In this area you will find rough-and-ready test tables, derived programmatically from the Unicode database, which is downloadable via the Unicode web site.
This is version 4.1.0, dated 2005-03-30 at the Unicode site.
It should be possible to discern the latest Unicode version at the Unicode site, which might be newer than the version which was used to prepare these pages.
To explain in a little more detail the procedure which has been used for producing these pages: the index page is based on a simple manual portioning of the official Unicode Blocks.txt file for the relevant version level, in order to get manageable sized web pages. The individual pages are generated programmatically from the UnicodeData.txt file for the respective Unicode version.
This presentation includes only the characters which are included in UnicodeData.txt: it does not include characters from the massive UniHan.txt file, i.e unified CJK characters. The location of these character blocks in the Unicode structure is shown, but without the actual characters.
These test tables are coded with us-ascii characters,
but are sent out with
The specimen characters are exhibited by using
&#number; notations, using decimal numbers.
For increased clarity, the specimen characters are enclosed in
<big> markup and styled for an enlarged
display; but the page can still be enlarged further by
using your browser's text zoom (or equivalent) facility
The repertoire is broken into separate pages according to the leading hex digits of the U+xxxxxx representation, and the pages are broken down into smaller tables in order to minimise browser and printer problems. The index page is also generated programmatically, but the annotations are supplied from a manual list which, as I mentioned, is derived by ad hoc portioning of the official Blocks.txt file.
This column contains primarily the General Category Values from the Unicode data (UCD) file.
Another point of interest to the author is whether
the character has any "Decomposition Mapping" data in the UCD file: in
the interests of compactness, the presence of such data is shown by
an asterisk, "*", in this column, and the decomposition data is
included in a
title= attribute: a number of browsers
will show this data if the cursor is hovered over the area.

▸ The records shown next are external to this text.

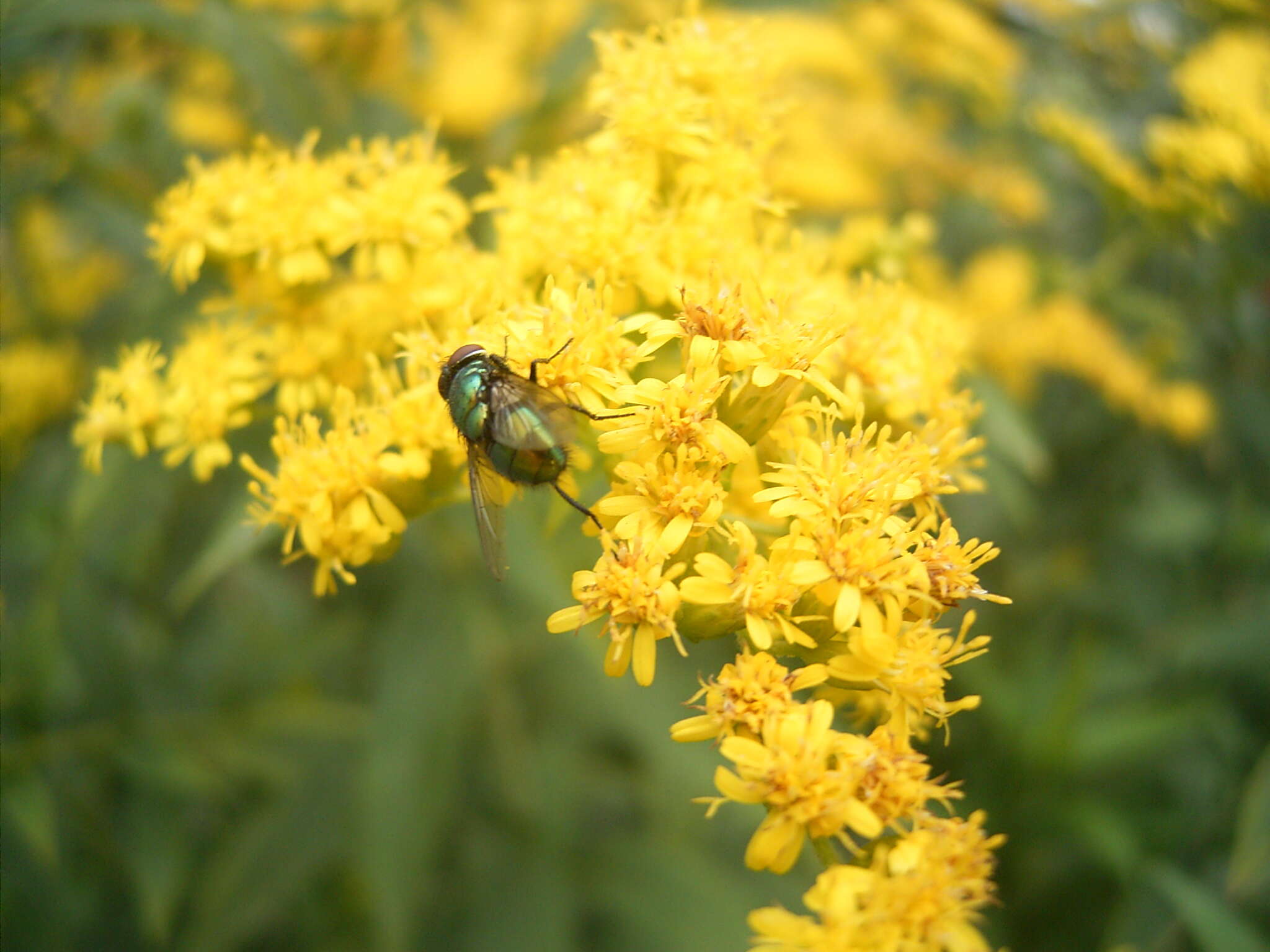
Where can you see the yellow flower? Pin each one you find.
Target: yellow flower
(328, 493)
(908, 663)
(843, 477)
(766, 588)
(630, 586)
(676, 413)
(668, 499)
(804, 776)
(950, 566)
(125, 407)
(861, 563)
(213, 381)
(922, 894)
(38, 384)
(291, 214)
(744, 696)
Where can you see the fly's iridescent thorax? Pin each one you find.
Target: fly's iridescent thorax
(463, 384)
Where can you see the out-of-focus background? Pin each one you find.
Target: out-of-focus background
(198, 754)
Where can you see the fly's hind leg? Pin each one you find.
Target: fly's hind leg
(577, 506)
(536, 361)
(585, 412)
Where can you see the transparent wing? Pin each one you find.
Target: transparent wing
(488, 498)
(527, 416)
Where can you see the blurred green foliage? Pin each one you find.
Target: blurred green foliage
(198, 756)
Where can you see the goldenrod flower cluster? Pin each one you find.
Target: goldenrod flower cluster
(791, 413)
(1221, 144)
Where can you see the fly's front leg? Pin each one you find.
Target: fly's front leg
(585, 412)
(536, 361)
(577, 506)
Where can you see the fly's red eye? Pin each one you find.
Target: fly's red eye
(463, 355)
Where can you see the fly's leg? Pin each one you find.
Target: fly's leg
(536, 361)
(577, 506)
(585, 412)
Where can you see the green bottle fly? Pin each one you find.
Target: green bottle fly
(513, 428)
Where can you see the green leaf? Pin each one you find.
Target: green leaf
(159, 857)
(411, 780)
(230, 546)
(1250, 858)
(263, 866)
(1010, 433)
(29, 803)
(1209, 920)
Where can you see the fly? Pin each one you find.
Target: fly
(515, 428)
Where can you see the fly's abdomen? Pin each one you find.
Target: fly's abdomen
(530, 466)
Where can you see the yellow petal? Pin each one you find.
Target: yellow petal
(768, 495)
(676, 534)
(775, 844)
(618, 656)
(644, 656)
(567, 620)
(746, 753)
(705, 592)
(793, 506)
(809, 677)
(765, 376)
(861, 819)
(846, 607)
(700, 728)
(729, 442)
(621, 506)
(735, 788)
(711, 566)
(810, 571)
(760, 631)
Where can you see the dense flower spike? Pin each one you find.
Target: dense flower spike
(734, 271)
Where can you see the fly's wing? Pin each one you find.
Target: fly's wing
(527, 416)
(489, 493)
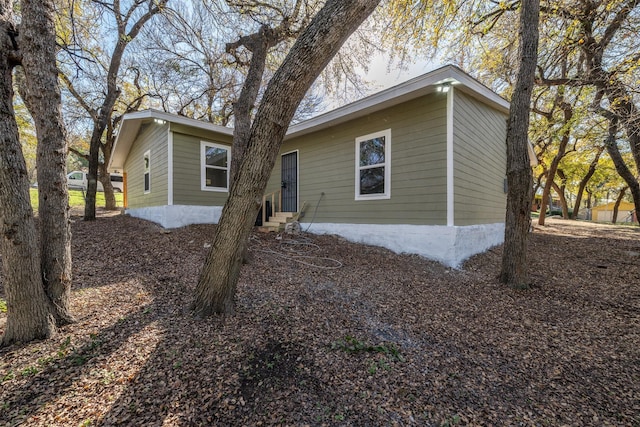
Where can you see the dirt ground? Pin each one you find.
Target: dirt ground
(329, 332)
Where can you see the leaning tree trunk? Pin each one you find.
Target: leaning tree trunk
(514, 270)
(616, 206)
(621, 166)
(551, 173)
(585, 179)
(109, 195)
(45, 105)
(312, 51)
(563, 200)
(28, 315)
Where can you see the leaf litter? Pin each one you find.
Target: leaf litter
(329, 332)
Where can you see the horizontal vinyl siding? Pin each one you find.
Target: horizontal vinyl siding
(186, 168)
(153, 138)
(418, 167)
(479, 162)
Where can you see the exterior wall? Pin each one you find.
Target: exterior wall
(418, 167)
(186, 167)
(480, 158)
(152, 137)
(448, 245)
(175, 216)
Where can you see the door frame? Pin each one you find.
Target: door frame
(297, 151)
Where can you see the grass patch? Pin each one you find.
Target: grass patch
(76, 198)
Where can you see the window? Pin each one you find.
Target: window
(215, 161)
(373, 166)
(147, 172)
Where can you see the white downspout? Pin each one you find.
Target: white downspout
(169, 165)
(450, 187)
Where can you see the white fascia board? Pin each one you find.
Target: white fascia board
(411, 89)
(131, 123)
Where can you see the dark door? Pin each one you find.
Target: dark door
(290, 182)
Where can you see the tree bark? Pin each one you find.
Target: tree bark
(45, 105)
(103, 114)
(323, 37)
(585, 180)
(621, 166)
(616, 205)
(28, 314)
(109, 194)
(514, 271)
(563, 200)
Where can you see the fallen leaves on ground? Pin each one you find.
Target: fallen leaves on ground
(329, 332)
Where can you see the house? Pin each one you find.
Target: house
(417, 168)
(604, 213)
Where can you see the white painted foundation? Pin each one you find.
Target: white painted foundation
(176, 216)
(450, 245)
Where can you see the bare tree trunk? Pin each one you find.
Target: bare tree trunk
(514, 270)
(109, 194)
(551, 173)
(312, 51)
(563, 200)
(616, 205)
(127, 31)
(585, 180)
(44, 102)
(621, 166)
(28, 315)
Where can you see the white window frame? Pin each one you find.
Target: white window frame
(387, 165)
(204, 166)
(146, 160)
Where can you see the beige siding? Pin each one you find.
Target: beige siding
(479, 162)
(186, 167)
(418, 167)
(152, 137)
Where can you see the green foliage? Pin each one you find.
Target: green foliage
(451, 421)
(76, 198)
(7, 377)
(29, 371)
(353, 345)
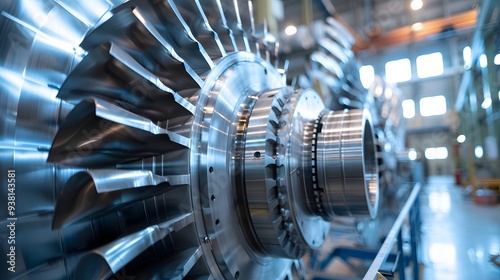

Following the observation of limited repertoire of some
monospaced fonts, particularly in MSIE, I provided an
additional column in which the
character was repeated, but this time within
Three kinds of combining marks are presented in a specific way in the tables. My early attempts to show these marks in combination with white space or with no-break space were often unsatisfactory: some combining marks only really work when combined with an appropriate base character. What is being done now is this. On each page, a compromise base character is selected for use with any and all combining marks on that page. Which character that is, is displayed at the foot of the page. This is done for simplicity, and works reasonably well in most cases, although for example on page "0A" (Gurmukhi and Gujarati) this results in a Gurmukhi base character being displayed with Gujarati vowels; and a correspondent also points out that in Tibetan (page "0F"), some combining characters are only applicable to numbers. Other such anomalies are doubtless present, but this seems to me to be a useful compromise in the circumstances: feel free to refer to specialised resources for individual writing systems, which the pages here are by no means intended to replace.
The combining marks can be recognised by their General Category (Mn, Me or Mc). If a coloured display is available and CSS enabled, combining marks are shown on a coloured background as an additional reminder of the presence of the base character. The colour code is shown at the foot of those pages.
On the basis of general observation, we recommend to use precomposed characters whenever they are available, rather than using a base character with combining mark(s), as the support in browsers and fonts for precomposed characters seems to be noticeably better.
See also Alan Wood's page of combining diacriticals.
If the code point is an Arabic letter (as shown by the
relevant indications in the Unicode database itself),
then (irrespective of whether this particular letter
really does exist in all four forms)
the page will contain the isolated letter, alongside a
triplet (initial, medial and final) of the same letter joined
The above display technique for Arabic letters seems to be compatible with quite a range of recent browsers. An alternative approach is to use the zero-width joiner character alongside the character in question (on one, or other, or both sides) to get the browser to present the initial, final or medial forms respectively, but this doesn't work on some earlier browser/versions (e.g Mozilla 1.0).
Although not directly a Unicode issue, the tables now show which characters are included in MS's Typography Specifications as their WGL4(.*) character repertoire. This might be informative in relation to which characters stand a fair chance of being rendered on recent Microsoft OSes.
The data are taken from the OpenType Specification - WGL4.0 Character Set.
For a different way of looking at this data, as well as a useful character search facility and other relevant resources, I highly recommend Alan Wood's Unicode Resources.
The Unicode Charts site offers images of the characters, subject to the caveats and usage limitations stated there.